By the morning of the eighth day, I finally decided I was done mourning.

Not because I was okay.

But because I was bored.

Seriously bored.

I mean how did these people cope without a smartphone?

I was close to pulling out my own goddamn hair.

Grief is exhausting, but nothing wears me out faster than doing nothing. And I needed answers. Real ones. And that meant leaving the safe, silk-lined comfort of my plotting cave.

So, I brushed my hair, Joelle's hair, silky and entirely too tame, and stepped out into the hallway with the grace of a woman who used to wear combat boots with sundresses.

I knew what to expect. I'd read the book. Even though… my memory wasn't the best… but that's not the point!

I knew who the snakes were. I just needed to catch them slithering.

The palace was as dramatic as I remembered it being described. Everything sparkled, gilded, tall, soaked in moonlight and the kind of wealth that made your stomach twist. I walked like Joelle would, slow, soft, apologetic. My head slightly lowered. My lips twitching at the corners.
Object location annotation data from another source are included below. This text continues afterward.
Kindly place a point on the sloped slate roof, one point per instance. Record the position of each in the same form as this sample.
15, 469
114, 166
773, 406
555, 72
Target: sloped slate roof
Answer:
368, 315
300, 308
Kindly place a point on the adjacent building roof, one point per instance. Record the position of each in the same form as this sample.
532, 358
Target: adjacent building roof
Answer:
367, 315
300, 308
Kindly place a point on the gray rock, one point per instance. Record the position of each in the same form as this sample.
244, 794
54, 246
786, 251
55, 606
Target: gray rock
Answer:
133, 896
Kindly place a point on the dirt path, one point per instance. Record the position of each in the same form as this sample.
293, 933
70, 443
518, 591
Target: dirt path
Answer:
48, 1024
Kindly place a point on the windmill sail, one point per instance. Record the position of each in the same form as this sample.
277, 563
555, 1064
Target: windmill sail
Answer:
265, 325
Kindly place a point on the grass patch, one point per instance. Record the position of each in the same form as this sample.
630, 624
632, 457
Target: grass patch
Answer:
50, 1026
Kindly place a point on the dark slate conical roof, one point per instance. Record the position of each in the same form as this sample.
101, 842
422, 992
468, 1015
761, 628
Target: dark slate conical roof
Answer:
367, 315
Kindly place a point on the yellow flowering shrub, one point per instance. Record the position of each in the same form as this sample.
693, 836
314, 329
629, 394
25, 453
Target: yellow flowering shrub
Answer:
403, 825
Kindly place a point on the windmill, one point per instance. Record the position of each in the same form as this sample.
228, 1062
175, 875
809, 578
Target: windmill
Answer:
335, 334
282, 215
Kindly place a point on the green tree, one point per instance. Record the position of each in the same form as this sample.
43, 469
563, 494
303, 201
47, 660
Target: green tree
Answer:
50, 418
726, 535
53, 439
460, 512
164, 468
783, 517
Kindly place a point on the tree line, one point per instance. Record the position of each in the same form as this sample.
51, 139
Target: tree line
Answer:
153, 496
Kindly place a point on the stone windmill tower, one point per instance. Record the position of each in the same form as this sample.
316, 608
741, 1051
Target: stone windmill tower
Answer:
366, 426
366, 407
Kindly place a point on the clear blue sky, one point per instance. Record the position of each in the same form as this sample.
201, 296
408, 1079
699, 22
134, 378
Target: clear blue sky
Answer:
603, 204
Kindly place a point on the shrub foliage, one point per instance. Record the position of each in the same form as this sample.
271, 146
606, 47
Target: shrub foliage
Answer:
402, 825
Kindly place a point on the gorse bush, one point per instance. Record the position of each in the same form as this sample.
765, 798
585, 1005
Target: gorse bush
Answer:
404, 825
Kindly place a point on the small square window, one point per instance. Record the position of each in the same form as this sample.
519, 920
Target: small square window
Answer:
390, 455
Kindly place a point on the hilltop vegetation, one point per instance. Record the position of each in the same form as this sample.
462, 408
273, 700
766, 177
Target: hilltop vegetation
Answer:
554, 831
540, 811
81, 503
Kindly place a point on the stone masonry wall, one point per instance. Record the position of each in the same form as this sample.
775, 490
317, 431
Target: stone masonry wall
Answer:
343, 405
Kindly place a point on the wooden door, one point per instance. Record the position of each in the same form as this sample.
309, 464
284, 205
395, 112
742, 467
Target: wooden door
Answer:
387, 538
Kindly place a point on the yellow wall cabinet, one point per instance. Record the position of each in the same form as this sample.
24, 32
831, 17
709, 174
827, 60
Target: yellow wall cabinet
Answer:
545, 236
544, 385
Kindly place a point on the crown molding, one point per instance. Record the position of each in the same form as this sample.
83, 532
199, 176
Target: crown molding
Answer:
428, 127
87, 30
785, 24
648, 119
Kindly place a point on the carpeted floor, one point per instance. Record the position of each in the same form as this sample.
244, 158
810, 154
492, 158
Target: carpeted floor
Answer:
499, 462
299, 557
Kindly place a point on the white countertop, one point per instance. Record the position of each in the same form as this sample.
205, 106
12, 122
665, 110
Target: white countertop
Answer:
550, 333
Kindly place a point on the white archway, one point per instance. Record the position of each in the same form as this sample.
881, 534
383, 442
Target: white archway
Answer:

"Your Majesty," a voice called gently behind me.

I turned.

Three women approached, all in perfectly pressed uniforms that screamed silent obedience. But their eyes?

Their eyes screamed judgment.

One in particular caught my attention immediately.

Tall. Silver-blonde. Eyes like ice that's about to crack and slice skin.

She bowed deeper than the others, just enough to look respectful, but too shallow to be sincere.

Her name came back to me.

Lady Cerys.

The head lady-in-waiting. She was described in the book, though barely, always lingering behind Joelle like a bitter shadow. And her hatred? It was always there. Subtle. Like poison in honey.

And now that I was in Joelle's body… I could see it.

All of it.

"Your Majesty," Cerys said with a smile that didn't reach her eyes. "We saw you step out of your chambers after days. You look well. Have you recovered from your… distressing spell?"

Distressing spell.

You mean waking up in a corpse I didn't order and realizing I'll never see my family again?

"Much better, thank you," I said, letting Joelle's softness coat my voice like a veil. I gave a small, dainty smile, just enough to seem fragile. "I'm ready to resume my duties."

Her lips twitched. She wasn't expecting that.

"We're all relieved," Cerys said sweetly. "Breakfast is being prepared. We'll ensure it's exactly how you like it."